Yıldırım Beyazıt Han esir olur, Osmanlı Devleti’nde Fetret Devri başlar. Ankara-Çubuk Meydan Muharebesi Türk tarihinin kader anıdır. Çubuk savaşlarıyla ilgili bugüne kadar ciddi ve objektif bir araştırma tam olarak yapılamadı. Timur Han’ı Osmanlı tarihçileri alaya almak için aksak Timur anlamına gelen Timurlenk dedi. Aslında Timur’da Yıldırım gibi büyük bir devlet adamıydı. Aslında tarihi yargılamadan, haksız-haklı aramadan Çubuk Savaşını araştırıp gelecek kuşaklara aktararak tarihten ders ve ibret almalıyız.

Acaba Esenboğa havalimanı üzerinden Ankara’ya gidip gelenler, Esenboğa’nın bir Türk komutanının adı olduğunu, Çubuk isminin Selçuklu Komutanı’nın unvanı olduğunu kaç kişi biliyor. Devr- i Alem Belgesel TV ekibi olarak Çubuk Savaşlarıyla ilgili ilk kez araştırma yapmak üzere, Temmuz 2006 tarihinde Çubuk’a gitmiştik.

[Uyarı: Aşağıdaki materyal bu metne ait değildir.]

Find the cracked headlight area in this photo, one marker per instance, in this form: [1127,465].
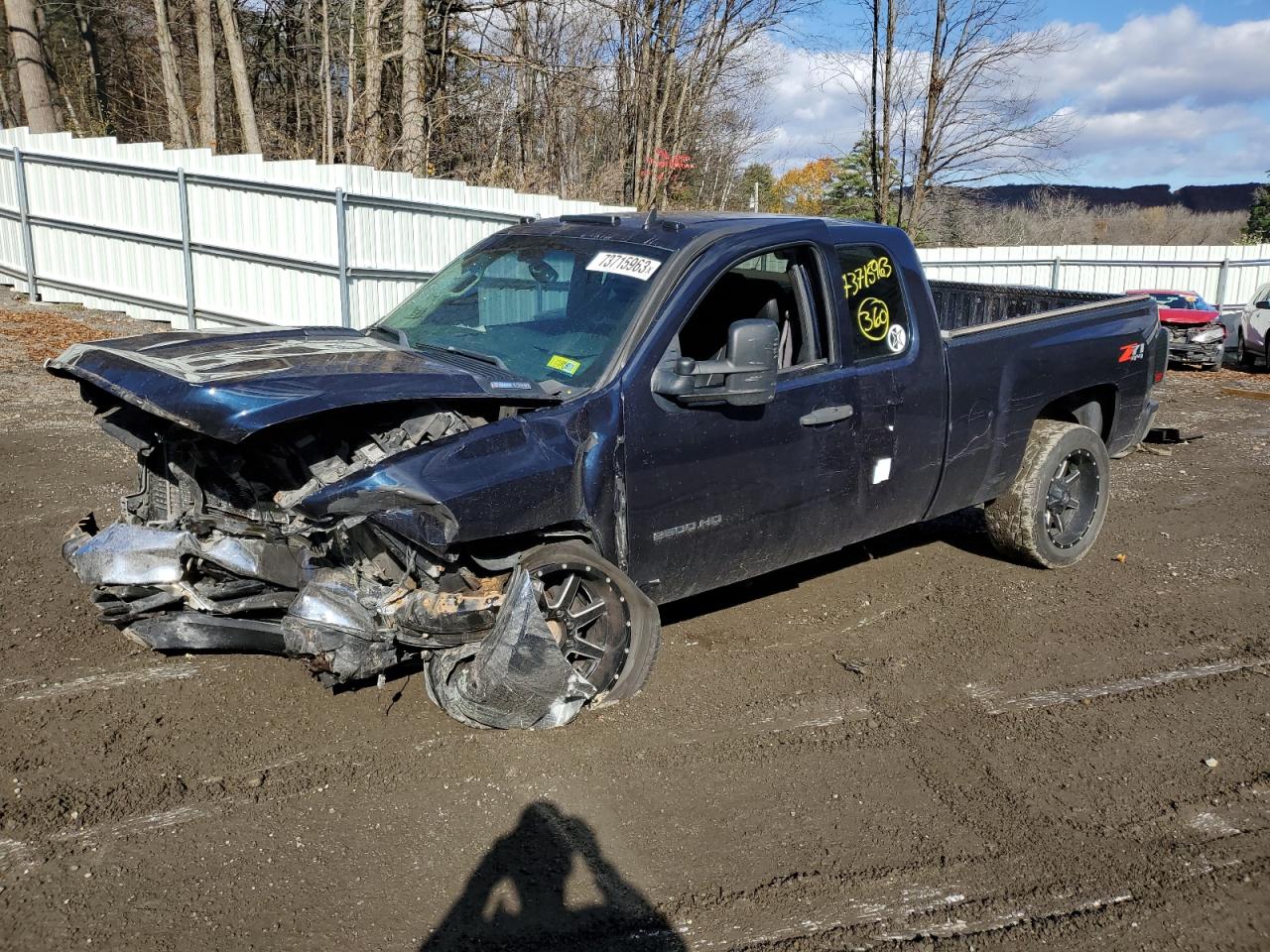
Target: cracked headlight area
[1207,335]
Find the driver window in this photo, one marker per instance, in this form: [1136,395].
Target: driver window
[780,286]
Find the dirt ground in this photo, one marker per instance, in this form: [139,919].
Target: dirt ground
[911,742]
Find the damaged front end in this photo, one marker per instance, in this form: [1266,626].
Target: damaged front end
[222,548]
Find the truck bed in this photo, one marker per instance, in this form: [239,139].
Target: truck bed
[960,304]
[1014,352]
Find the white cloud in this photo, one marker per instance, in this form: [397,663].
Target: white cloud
[1162,98]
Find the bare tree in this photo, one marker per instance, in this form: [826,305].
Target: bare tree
[180,132]
[93,61]
[413,105]
[28,56]
[372,98]
[204,42]
[947,102]
[239,75]
[636,100]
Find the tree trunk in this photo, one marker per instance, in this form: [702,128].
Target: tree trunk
[874,137]
[91,51]
[350,89]
[37,98]
[928,148]
[238,72]
[413,107]
[178,118]
[883,185]
[327,105]
[372,144]
[206,44]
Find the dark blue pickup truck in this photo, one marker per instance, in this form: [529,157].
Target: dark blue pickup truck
[583,417]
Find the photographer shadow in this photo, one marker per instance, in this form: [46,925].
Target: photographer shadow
[517,896]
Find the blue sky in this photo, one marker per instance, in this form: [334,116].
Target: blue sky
[1174,93]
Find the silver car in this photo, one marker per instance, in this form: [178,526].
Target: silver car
[1255,329]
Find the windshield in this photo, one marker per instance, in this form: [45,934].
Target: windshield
[547,307]
[1182,302]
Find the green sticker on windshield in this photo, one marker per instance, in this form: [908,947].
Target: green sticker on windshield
[566,365]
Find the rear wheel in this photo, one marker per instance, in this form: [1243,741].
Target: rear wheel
[1056,506]
[1246,359]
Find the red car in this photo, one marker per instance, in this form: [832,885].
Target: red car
[1196,334]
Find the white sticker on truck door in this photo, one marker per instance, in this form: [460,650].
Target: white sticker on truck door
[619,263]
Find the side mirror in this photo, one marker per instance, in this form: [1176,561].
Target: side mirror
[748,371]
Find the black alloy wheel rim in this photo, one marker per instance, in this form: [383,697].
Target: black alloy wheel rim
[588,617]
[1072,498]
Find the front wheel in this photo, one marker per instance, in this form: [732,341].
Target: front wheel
[1056,506]
[606,627]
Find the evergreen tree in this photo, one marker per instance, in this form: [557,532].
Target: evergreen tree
[756,175]
[1259,216]
[851,190]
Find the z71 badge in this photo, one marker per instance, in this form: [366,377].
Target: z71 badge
[1132,352]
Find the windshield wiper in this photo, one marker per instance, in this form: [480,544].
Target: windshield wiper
[397,336]
[472,354]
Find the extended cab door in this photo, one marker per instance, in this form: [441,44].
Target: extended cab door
[719,493]
[893,347]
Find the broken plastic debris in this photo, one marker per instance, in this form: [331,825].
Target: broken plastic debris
[516,676]
[132,555]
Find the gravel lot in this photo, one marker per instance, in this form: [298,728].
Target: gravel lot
[910,742]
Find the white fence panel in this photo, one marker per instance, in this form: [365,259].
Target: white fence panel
[1225,276]
[203,240]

Melikşah köyünden Çubuk Ovalarını seyredip, savaşların yapıldığı alanları Devr-i Alem kamerası ve fotoğraf makinası ile tarihe not düşüp, zamana noterlik yapmıştık. Çubuk ovalarını seyrederken, Beyazıt-ı Veli olarak da bilinen Yıldırım Beyazıt Han’ın Rumeli, Tuna boyları, Arnavutluk, Yunanistan ve Mora Yarımada da yazdığı muhteşem zaferler ve fetih destanını hatırlarken, Alim ve evliyalar saygı ve sevgisi ile bilinen Timur Han’ın Türk İslam medeniyetinin Asya’da birliğini sağlamak için Hindistan, Afganistan, Pakistan, Maveraünnehir, Çin, Moğolistan, Hazar ve Karadeniz’in karşı tarafı Kafkaslar, Basra ve Bağdat’a kadar geldiğini düşünüyoruz. İslam’ın bayraktarlığını yapan bu iki önemli komutan ve devlet adamını fethettikleri coğrafya ve bölgeleri gezip görmekten ve tanıyıp bilmekten aciziz. Devri Alem Belgesel Programı yapım ekibi olarak, gerek Yıldırım Beyazıt Han ve gerekse Emir Timur Han’ın fethettiği Türk İslam medeniyeti coğrafyasının muhteşem eser ve izlerinin bulunduğu kültür coğrafyamızı gezerek, Devr-i Alem belgeselleri ile TV ekranlarına getiriyoruz. Bu uğurda zorluk ve zahmetlere boyun eğmeden Türk-İslam dünyası ve Osmanlı coğrafyasında 70’ten fazla devleti gezerek kültür ve medeniyet tarihimizi belgeselleştirip tarihe not düşüp zamana noterlik yapmaya devam ediyoruz. Bugün biz belgeselcilere ve araştırmacılara düşen görev, tarihi ve tarihi şahsiyetleri yargılamadan, haklı haksız aramadan Allah resulü S.A.V’in buyurduğu gibi ‘Olan da hayır vardır.’ sözünü hatırlayarak yaşanan ve yapılan acı olaydan hayır murat etmeli, her iki komutan ve Çubuk şehitlerini hayır ve şükranla yad etmeliyiz. Çubuk Savaşı’ndan, Yıldırım ve Timur Han’dan alacağımız çok ders ve ibret olduğunu düşünüyorum.